Central European emerging currencies recovered from lows on Friday, mirroring the euro's brief recovery, with one Budapest trader saying panic had subsided over the prospects of Greece being forced to leave the euro. The Czech crown, which fell to a fourth-month low this week, recovered the most ground in what one dealer attributed to euro "sell" orders from two big London names. By 1358 GMT the crown was bid up 0.6 percent up at 25.3 to the euro.
Czech bonds were steady, supported by expectations of a rate cut as soon as next month after the economy slid deeper in recession in the first quarter. Hungarian bond yields retreated by about 5 basis points from early levels along the curve with Budapest stocks bouncing back to lead regional market gains with 1.4 percent. Warsaw and Prague were 0.7 and 0.1 percent up respectively while Romania's fell 1.1 percent.

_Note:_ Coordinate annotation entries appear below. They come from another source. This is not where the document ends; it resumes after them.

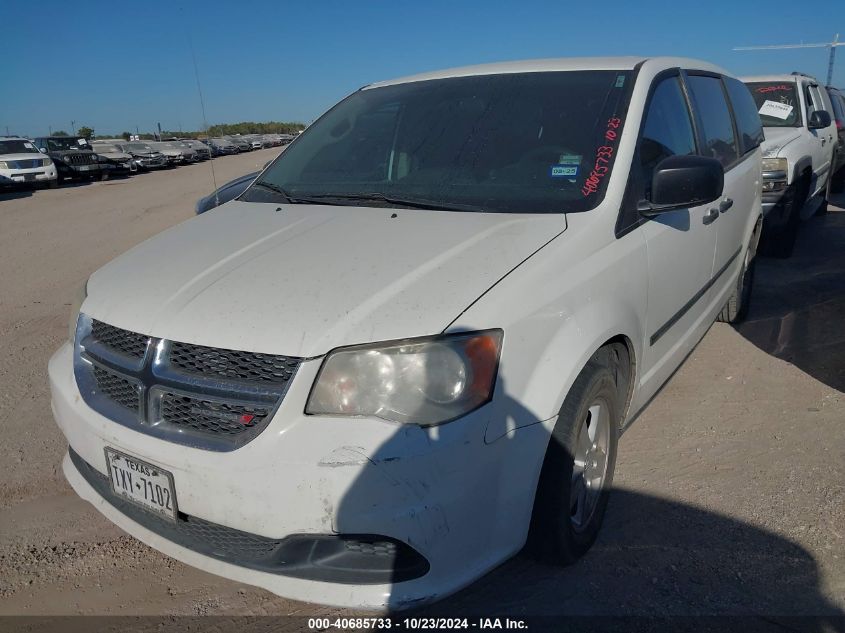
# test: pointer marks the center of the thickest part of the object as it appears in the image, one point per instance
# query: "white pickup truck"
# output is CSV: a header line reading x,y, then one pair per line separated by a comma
x,y
798,154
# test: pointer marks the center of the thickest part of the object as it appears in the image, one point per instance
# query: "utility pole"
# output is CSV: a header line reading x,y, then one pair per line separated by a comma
x,y
831,45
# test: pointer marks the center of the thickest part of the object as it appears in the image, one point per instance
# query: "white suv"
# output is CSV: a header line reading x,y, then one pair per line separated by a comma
x,y
413,342
22,163
798,153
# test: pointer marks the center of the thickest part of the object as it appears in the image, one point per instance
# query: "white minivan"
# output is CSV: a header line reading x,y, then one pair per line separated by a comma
x,y
409,348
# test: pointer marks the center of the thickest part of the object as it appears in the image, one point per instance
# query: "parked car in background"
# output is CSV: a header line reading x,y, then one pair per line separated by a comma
x,y
242,144
408,349
115,161
176,152
202,150
22,163
222,146
798,153
224,194
72,156
271,140
837,100
144,155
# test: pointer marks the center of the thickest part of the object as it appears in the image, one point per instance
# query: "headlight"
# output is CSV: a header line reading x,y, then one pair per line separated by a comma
x,y
417,381
75,307
775,164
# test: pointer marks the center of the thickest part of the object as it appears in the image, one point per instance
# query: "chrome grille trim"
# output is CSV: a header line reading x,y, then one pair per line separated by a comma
x,y
219,401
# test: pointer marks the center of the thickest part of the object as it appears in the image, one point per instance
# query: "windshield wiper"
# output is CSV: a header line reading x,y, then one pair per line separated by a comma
x,y
271,186
416,203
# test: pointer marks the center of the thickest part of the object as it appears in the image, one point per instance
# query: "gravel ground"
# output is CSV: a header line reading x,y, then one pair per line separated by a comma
x,y
730,488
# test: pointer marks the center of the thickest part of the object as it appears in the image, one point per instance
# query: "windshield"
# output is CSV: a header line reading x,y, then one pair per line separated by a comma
x,y
64,143
777,102
521,143
17,147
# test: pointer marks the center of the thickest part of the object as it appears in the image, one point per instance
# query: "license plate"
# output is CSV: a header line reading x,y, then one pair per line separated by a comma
x,y
141,483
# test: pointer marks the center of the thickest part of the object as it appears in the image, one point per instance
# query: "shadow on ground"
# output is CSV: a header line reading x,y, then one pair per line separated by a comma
x,y
658,558
798,304
15,194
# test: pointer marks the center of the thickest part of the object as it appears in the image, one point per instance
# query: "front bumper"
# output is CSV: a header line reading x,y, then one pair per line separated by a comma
x,y
150,163
444,491
79,171
11,177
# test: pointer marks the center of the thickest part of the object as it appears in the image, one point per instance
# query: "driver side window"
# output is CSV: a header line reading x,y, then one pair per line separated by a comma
x,y
667,131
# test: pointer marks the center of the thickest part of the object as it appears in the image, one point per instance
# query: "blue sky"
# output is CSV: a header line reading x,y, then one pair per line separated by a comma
x,y
114,65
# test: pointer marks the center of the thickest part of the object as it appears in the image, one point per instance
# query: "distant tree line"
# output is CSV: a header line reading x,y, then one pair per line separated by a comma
x,y
250,127
222,129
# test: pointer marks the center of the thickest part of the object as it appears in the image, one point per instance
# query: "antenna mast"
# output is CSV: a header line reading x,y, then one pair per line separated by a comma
x,y
831,45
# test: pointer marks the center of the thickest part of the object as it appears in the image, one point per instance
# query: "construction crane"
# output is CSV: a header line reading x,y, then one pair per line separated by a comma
x,y
831,45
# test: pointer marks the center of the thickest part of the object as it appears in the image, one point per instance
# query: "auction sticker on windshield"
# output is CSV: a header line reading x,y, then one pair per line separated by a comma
x,y
775,109
141,483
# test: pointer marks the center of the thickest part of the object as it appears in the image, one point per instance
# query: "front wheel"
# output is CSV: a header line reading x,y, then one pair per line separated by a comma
x,y
577,470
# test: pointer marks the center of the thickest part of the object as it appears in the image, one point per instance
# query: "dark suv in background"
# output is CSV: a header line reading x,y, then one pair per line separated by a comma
x,y
72,156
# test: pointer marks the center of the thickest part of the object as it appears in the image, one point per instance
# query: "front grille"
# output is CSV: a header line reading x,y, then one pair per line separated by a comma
x,y
356,559
205,397
117,389
246,366
26,163
119,340
208,416
78,159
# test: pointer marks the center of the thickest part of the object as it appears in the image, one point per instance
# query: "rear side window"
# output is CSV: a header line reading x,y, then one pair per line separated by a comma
x,y
667,130
748,123
837,102
716,122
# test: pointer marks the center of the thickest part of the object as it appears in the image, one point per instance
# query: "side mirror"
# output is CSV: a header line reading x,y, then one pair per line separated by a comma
x,y
679,182
819,119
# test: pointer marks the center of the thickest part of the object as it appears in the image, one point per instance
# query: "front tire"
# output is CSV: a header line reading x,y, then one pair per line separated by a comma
x,y
577,470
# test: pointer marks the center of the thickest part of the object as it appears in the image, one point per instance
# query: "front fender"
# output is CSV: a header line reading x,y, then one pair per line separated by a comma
x,y
556,310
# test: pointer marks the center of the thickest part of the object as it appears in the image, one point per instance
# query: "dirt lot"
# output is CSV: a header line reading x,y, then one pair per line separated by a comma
x,y
730,488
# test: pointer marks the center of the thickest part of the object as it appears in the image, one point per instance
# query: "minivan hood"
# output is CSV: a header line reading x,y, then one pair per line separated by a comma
x,y
300,280
777,138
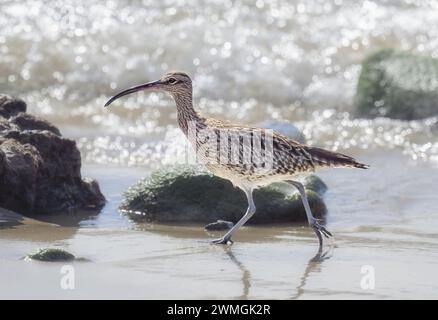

Hungary's forint was off morning lows, and traded flat on the day, close to the 300 per euro level which it has tested several times since January but failed to break. It briefly hit 299.7 per euro earlier in the session. Elsewhere, the Polish zloty rose 0.5 percent to 4.333. It has found some relief from expectations the central bank could intervene. Romania's leu was flat on the day at 4.44 per euro, close to an all time low hit earlier this week. In Serbia, the dinar continued to slide a day after the central bank sold 50 million euros to stem declines, with investors cautious before a presidential runoff on May 20.